Kementerian Dalam Negeri menjaring masukan kepala daerah dan publik saat menyusun Rancangan Peraturan Pemerintah tentang Penyelenggaraan Perizinan Berusaha di Daerah. Rancangan peraturan ini turunan dari UU Cipta Kerja.
Oleh
NIKOLAUS HARBOWO
·2 menit baca
JAKARTA, KOMPAS — Kementerian Dalam Negeri menjaring masukan dari kepala daerah dan publik dalam menyusun Rancangan Peraturan Pemerintah tentang Penyelenggaraan Perizinan Berusaha di Daerah yang merupakan aturan turunan dari Undang-Undang Nomor 11 Tahun 2020 tentang Cipta Kerja. Masukan penting untuk menyempurnakan peraturan.
Sekretaris Jenderal Kementerian Dalam Negeri (Kemendagri) Muhammad Hudori, saat dihubungi di Jakarta, Minggu (15/11/2020), mengatakan, rancangan peraturan pemerintah (RPP) sebagai aturan petunjuk pelaksanaan Undang-Undang Cipta Kerja terus dikonsultasikan dengan pemerintah daerah (pemda) dan publik.
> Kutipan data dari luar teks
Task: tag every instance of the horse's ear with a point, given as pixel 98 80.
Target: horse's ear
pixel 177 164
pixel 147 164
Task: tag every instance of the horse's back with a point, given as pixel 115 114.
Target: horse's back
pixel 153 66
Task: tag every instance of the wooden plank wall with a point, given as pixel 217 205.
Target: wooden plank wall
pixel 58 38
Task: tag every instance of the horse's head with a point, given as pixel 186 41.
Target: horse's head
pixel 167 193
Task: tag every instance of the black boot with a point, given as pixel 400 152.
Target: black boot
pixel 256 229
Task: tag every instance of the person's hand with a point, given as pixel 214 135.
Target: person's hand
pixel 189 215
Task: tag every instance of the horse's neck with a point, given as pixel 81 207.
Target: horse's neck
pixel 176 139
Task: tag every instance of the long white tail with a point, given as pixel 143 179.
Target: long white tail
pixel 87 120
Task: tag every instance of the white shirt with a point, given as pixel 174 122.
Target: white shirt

Secara khusus, pelibatan pemda sangat krusial karena ke depan pelaksanaan RPP tersebut berada di ranah pemda.
”RPP akan terus disempurnakan dari hasil konsultasi publik dan konsultasi dengan para pemda,” ujar Hudori.
Dokumen RPP dapat diakses di https://uu-ciptakerja.go.id/. Melalui situs itu, publik diberi ruang untuk memberikan masukan terhadap substansi RPP. RPP tentang Penyelenggaraan Perizinan Berusaha di Daerah terdiri atas 9 bab dan 75 pasal.
Untuk menjaring masukan pemda, Mendagri Tito Karnavian menggelar sosialisasi kepada para kepala daerah dan DPRD, Kamis (12/11/2020).
Hudori menargetkan, RPP akan diselesaikan dalam waktu tiga bulan setelah UU diundangkan, 2 November. Tenggat waktu ini sesuai dengan amanat UU Cipta Kerja.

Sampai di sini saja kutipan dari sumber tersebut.